Moreover, as a reader pointed out to me after this blog post on Purcell, the Arizona ID rules had actually been implemented in the September 12 primary election. It is not hard to see why confusion would result, when a state goes from one ID rule to another, and is then compelled to return to the prior rule under a court order. Whether or not one views such an order as restoring the status quo ante (a question recently debated on the Election Law Listserv), this sequence of events could well prove confusing to election officials, poll workers, and voters alike. By contrast, Ohio's new ID rules have not yet been implemented on a statewide basis. Accordingly, the disruption from an injunction is likely to be less than was involved in Arizona.

The State's TRO brief also points out that the voter ID rules at issue became effective back in June, yet plaintiffs waited until October to bring a challenge. This argument would carry considerable force ... if plaintiffs' claims were based on a facial challenge to the law. While there are parts of the complaint that read as though plaintiffs were challenging the HB 3 on its face, my reading of the complaint and TRO is that the predominant focus is on how the new ID rules are being applied. The inter-county discrepancies upon which plaintiffs principally focus did not arise on the law's effective date, but only when it became apparent that counties were applying these rules in significantly different ways.

Another argument made by the State -- one that is in tension with their argument that plaintiffs waited too long to file -- is that the claimed harms are "purely speculative." That is not true, however, if there really are significant inter-county variations in how the ID rules are being applied. In fact, plaintiffs assert that the harms have already begun to take place, given that many Ohioans have now cast absentee ballots that won't be counted under some counties interpretation of the new rules. The harm to voters is not speculative even if, as in Bush v. Gore, it's not possible to identify precisely which voters are subject to having their votes rejected.

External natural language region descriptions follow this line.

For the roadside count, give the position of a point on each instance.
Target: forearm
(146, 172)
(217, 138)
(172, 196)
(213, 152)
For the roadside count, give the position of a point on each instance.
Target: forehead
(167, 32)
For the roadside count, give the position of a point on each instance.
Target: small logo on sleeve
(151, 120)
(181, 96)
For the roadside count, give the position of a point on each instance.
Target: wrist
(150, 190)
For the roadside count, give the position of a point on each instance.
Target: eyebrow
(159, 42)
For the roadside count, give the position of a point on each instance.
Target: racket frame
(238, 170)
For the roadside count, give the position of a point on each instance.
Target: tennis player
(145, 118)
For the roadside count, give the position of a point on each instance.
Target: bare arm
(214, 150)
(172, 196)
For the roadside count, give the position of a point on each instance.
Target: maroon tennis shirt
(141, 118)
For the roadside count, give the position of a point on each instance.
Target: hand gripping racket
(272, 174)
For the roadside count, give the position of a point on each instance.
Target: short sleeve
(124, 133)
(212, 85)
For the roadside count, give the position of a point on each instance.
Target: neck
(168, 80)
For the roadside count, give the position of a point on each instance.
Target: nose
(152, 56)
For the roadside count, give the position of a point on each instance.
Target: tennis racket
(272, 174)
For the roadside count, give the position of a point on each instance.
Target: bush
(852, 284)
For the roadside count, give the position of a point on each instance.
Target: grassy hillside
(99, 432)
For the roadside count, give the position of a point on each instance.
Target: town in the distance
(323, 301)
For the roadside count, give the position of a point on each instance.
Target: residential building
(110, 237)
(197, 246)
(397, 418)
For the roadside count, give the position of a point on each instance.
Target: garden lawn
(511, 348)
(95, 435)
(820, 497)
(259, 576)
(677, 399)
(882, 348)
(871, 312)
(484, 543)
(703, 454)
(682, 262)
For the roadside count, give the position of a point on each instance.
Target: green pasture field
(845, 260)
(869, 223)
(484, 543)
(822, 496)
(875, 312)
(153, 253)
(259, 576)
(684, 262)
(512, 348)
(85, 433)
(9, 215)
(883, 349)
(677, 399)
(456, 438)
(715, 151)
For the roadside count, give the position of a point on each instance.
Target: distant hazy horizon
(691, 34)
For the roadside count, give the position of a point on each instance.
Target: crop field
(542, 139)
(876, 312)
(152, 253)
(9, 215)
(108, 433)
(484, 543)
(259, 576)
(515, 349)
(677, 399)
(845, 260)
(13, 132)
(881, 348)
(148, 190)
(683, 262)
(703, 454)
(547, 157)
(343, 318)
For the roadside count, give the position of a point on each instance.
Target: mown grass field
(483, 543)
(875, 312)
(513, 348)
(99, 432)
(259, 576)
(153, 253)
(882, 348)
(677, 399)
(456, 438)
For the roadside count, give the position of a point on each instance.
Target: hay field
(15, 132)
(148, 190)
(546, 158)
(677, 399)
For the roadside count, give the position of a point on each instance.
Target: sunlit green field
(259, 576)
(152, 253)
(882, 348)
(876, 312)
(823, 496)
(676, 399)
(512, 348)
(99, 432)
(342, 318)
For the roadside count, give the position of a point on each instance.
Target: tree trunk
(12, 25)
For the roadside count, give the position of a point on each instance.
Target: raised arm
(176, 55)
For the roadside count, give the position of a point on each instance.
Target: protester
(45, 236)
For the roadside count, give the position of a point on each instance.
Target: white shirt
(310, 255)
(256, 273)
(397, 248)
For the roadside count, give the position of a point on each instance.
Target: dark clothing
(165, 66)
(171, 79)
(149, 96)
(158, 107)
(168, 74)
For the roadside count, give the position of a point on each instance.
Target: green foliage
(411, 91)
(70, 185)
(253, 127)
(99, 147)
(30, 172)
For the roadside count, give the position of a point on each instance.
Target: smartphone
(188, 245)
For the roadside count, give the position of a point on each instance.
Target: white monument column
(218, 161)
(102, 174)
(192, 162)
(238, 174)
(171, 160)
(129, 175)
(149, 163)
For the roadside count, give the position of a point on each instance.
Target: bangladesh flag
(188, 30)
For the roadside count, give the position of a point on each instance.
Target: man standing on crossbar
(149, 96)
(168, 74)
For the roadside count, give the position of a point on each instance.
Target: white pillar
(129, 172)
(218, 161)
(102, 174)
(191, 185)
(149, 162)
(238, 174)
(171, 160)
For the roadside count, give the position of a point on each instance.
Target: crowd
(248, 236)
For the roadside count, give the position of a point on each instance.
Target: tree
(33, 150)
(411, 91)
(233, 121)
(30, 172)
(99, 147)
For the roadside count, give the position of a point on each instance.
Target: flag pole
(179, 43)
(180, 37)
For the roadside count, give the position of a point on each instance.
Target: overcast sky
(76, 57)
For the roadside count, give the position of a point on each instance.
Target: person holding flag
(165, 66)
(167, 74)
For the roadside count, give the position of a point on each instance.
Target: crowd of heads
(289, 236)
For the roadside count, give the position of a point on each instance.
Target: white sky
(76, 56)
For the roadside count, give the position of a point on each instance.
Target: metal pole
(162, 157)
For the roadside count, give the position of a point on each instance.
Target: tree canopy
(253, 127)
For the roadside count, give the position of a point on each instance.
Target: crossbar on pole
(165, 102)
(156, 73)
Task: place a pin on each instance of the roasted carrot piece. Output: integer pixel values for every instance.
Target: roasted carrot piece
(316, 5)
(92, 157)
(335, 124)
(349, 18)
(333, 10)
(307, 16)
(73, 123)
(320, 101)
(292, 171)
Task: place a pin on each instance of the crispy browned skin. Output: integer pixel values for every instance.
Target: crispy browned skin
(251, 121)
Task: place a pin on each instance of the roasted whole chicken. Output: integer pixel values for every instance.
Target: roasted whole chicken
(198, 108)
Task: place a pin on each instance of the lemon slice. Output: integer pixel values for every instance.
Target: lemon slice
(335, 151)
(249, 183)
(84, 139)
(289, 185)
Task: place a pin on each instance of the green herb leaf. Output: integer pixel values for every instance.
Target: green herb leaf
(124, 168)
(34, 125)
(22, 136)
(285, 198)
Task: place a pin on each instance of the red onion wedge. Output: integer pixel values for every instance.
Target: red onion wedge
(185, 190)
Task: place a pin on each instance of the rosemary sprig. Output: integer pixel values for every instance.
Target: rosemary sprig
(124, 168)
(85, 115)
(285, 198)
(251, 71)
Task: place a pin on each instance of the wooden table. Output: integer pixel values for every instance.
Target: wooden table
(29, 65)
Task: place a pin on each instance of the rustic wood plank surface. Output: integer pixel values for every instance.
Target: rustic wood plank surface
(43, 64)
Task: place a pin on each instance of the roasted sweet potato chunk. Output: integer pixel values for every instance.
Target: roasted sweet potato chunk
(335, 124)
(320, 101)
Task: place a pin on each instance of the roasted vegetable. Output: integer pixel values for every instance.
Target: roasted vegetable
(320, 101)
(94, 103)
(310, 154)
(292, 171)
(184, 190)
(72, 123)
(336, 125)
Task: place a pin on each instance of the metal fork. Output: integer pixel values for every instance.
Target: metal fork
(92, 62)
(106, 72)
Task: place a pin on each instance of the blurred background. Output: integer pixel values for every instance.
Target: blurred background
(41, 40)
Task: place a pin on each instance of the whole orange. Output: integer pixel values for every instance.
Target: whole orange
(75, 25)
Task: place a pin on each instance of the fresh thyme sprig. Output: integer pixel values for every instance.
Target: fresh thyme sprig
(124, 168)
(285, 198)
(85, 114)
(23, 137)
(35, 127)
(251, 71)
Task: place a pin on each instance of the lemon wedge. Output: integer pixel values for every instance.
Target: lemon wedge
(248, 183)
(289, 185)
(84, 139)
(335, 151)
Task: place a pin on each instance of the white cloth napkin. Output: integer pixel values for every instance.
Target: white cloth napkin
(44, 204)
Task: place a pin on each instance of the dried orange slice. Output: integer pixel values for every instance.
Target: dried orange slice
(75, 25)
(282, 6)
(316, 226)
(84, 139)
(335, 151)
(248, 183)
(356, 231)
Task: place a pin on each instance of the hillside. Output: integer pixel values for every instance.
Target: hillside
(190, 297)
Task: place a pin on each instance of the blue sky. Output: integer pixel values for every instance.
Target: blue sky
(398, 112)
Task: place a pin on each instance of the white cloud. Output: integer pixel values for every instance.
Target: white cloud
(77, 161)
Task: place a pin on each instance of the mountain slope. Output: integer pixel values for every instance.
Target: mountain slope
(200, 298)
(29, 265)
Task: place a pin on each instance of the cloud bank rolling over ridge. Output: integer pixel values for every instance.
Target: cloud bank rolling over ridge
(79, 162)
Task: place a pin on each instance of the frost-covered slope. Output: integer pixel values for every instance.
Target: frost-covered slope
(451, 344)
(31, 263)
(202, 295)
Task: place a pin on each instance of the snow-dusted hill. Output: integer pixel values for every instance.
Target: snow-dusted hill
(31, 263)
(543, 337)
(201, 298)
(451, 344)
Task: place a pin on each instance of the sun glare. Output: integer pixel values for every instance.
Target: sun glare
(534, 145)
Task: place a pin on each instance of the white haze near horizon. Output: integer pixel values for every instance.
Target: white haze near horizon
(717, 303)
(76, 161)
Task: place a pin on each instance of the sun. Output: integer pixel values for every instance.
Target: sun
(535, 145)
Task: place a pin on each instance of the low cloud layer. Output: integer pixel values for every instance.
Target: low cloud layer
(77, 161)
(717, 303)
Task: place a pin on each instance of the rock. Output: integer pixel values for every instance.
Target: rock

Although defendant's brief suggests the possibility of post-election litigation solving the problem, it's vastly preferable to clarify the rules in advance of the election, as I've argued here.

The State's brief thus fails to present strong arguments, either on the merits or on the equities, for denying a TRO. The difficult problem is figuring out whether there's some relief that can address plaintiffs' claims while minimizing disruption to the state's election system. Plaintiffs' proposed order doesn't yet appear on the court's electronic filing system, so I can't tell exactly what relief they're seeking. What would appear to make most sense is to return to the status quo ante, by allowing them to cast a ballot without ID, unless they'd be required to do so as a matter of prior (i.e., pre-HB 3) federal or state law.

Assuming that plaintiffs are found to have a strong case on the merits, it will ultimately be for the district court to determine whether it's possible to craft relief that will reduce confusion rather than exacerbating disruption. This will require a delicate sifting of the balance of equities by the district court. The lesson from Purcell should not be that injunctions should always be denied in these circumstances, but rather that appellate courts should generally defer to district courts' discretion in weighing these competing considerations.